All patients who undergo procedures that require regional or general anesthesia should be asked if, how often, and in what forms they use the drug, according to recommendations from the American Society of Regional Anesthesia and Pain Medicine.
One reason: Patients who regularly use cannabis may experience worse pain and nausea after surgery and may require more opioid analgesia, the group said.
The society’s recommendations – published in Regional Anesthesia and Pain Medicine – are the first guidelines in the United States to cover cannabis use as it relates to surgery, the group said.
Use of cannabis has increased in recent years, and researchers have been concerned that the drug may interact with anesthesia and complicate pain management. Few studies have evaluated interactions between cannabis and anesthetic agents, however, according to the authors of the new guidelines.
“With the rising prevalence of both medical and recreational cannabis use in the general population, anesthesiologists, surgeons, and perioperative physicians must have an understanding of the effects of cannabis on physiology in order to provide safe perioperative care,” the guideline said.
“Before surgery, anesthesiologists should ask patients if they use cannabis – whether medicinally or recreationally – and be prepared to possibly change the anesthesia plan or delay the procedure in certain situations,” Samer Narouze, MD, PhD, ASRA president and senior author of the guidelines, said in a news release about the recommendations.
Although some patients may use cannabis to relieve pain, research shows that “regular users may have more pain and nausea after surgery, not less, and may need more medications, including opioids, to manage the discomfort,” said Dr. Narouze, chairman of the Center for Pain Medicine at Western Reserve Hospital in Cuyahoga Falls, Ohio.
Risks for vomiting, heart attack
The new recommendations were created by a committee of 13 experts, including anesthesiologists, chronic pain physicians, and a patient advocate. Shalini Shah, MD, vice chair of anesthesiology at the University of California, Irvine, was lead author of the document.
Four of 21 recommendations were classified as grade A, meaning that following them would be expected to provide substantial benefits. Those recommendations are to screen all patients before surgery; postpone elective surgery for patients who have altered mental status or impaired decision-making capacity at the time of surgery; counsel frequent, heavy users about the potential for cannabis use to impair postoperative pain control; and counsel pregnant patients about the risks of cannabis use to unborn children.
The authors cited studies to support their recommendations, including one showing that long-term cannabis use was associated with a 20% increase in the incidence of postoperative nausea and vomiting, a leading complaint of surgery patients. Other research has shown that cannabis use is linked to more pain and use of opioids after surgery.
Other recommendations include delaying elective surgery for at least 2 hours after a patient has smoked cannabis, owing to an increased risk for heart attack, and considering adjustment of ventilation settings during surgery for regular smokers of cannabis. Research has shown that smoking cannabis may be a rare trigger for myocardial infarction and is associated with airway inflammation and self-reported respiratory symptoms.
Nevertheless, doctors should not conduct universal toxicology screening, given a lack of evidence supporting this practice, the guideline stated.
The authors did not have enough information to make recommendations about reducing cannabis use before surgery or adjusting opioid prescriptions after surgery for patients who use cannabis, they said.
Kenneth Finn, MD, president of the American Board of Pain Medicine, welcomed the publication of the new guidelines. Dr. Finn, who practices at Springs Rehabilitation in Colorado Springs, has edited a textbook about cannabis in medicine and founded the International Academy on the Science and Impact of Cannabis.

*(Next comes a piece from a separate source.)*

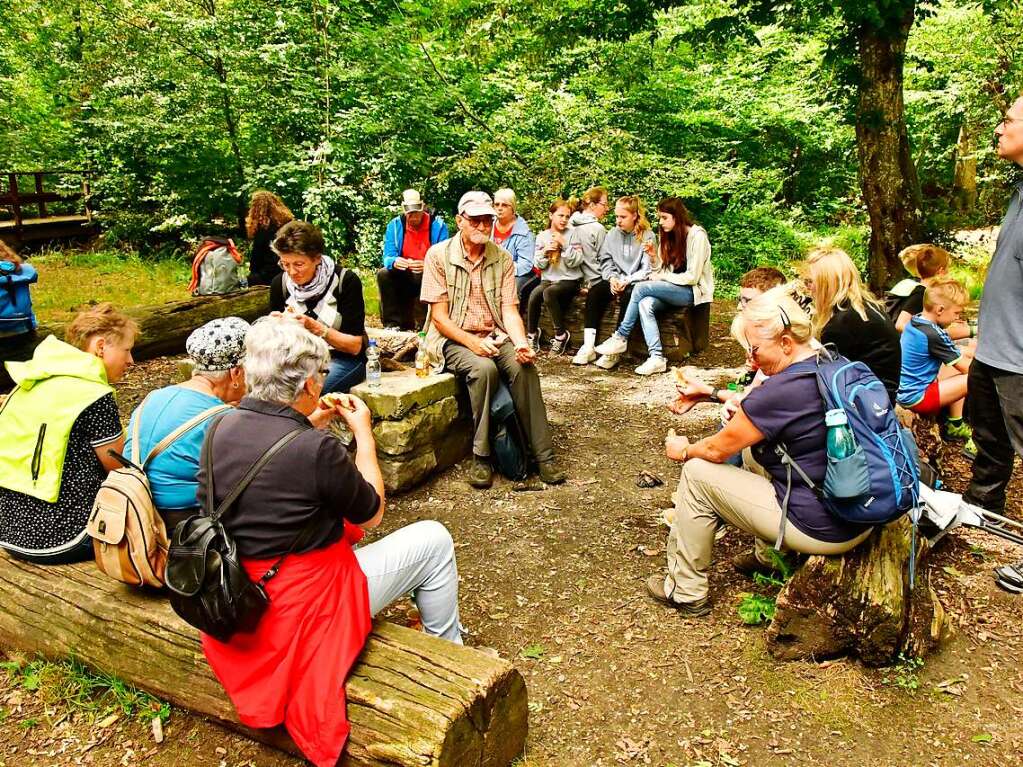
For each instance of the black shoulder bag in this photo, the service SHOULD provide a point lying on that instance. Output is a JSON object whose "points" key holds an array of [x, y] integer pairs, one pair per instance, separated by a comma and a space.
{"points": [[210, 588]]}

“The vast majority of medical providers really have no idea about cannabis and what its impacts are on the human body,” Dr. Finn said.
For one, it can interact with numerous other drugs, including warfarin.
Guideline coauthor Eugene R. Viscusi, MD, professor of anesthesiology at the Sidney Kimmel Medical College, Philadelphia, emphasized that, while cannabis may be perceived as “natural,” it should not be considered differently from manufactured drugs.
Cannabis and cannabinoids represent “a class of very potent and pharmacologically active compounds,” Dr. Viscusi said in an interview. While researchers continue to assess possible medically beneficial effects of cannabis compounds, clinicians also need to be aware of the risks.
“The literature continues to emerge, and while we are always hopeful for good news, as physicians, we need to be very well versed on potential risks, especially in a high-risk situation like surgery,” he said.
Dr. Shah has consulted for companies that develop medical devices and drugs. Dr. Finn is the editor of the textbook, “Cannabis in Medicine: An Evidence-Based Approach” (Springer: New York, 2020), for which he receives royalties.
A version of this article first appeared on Medscape.com.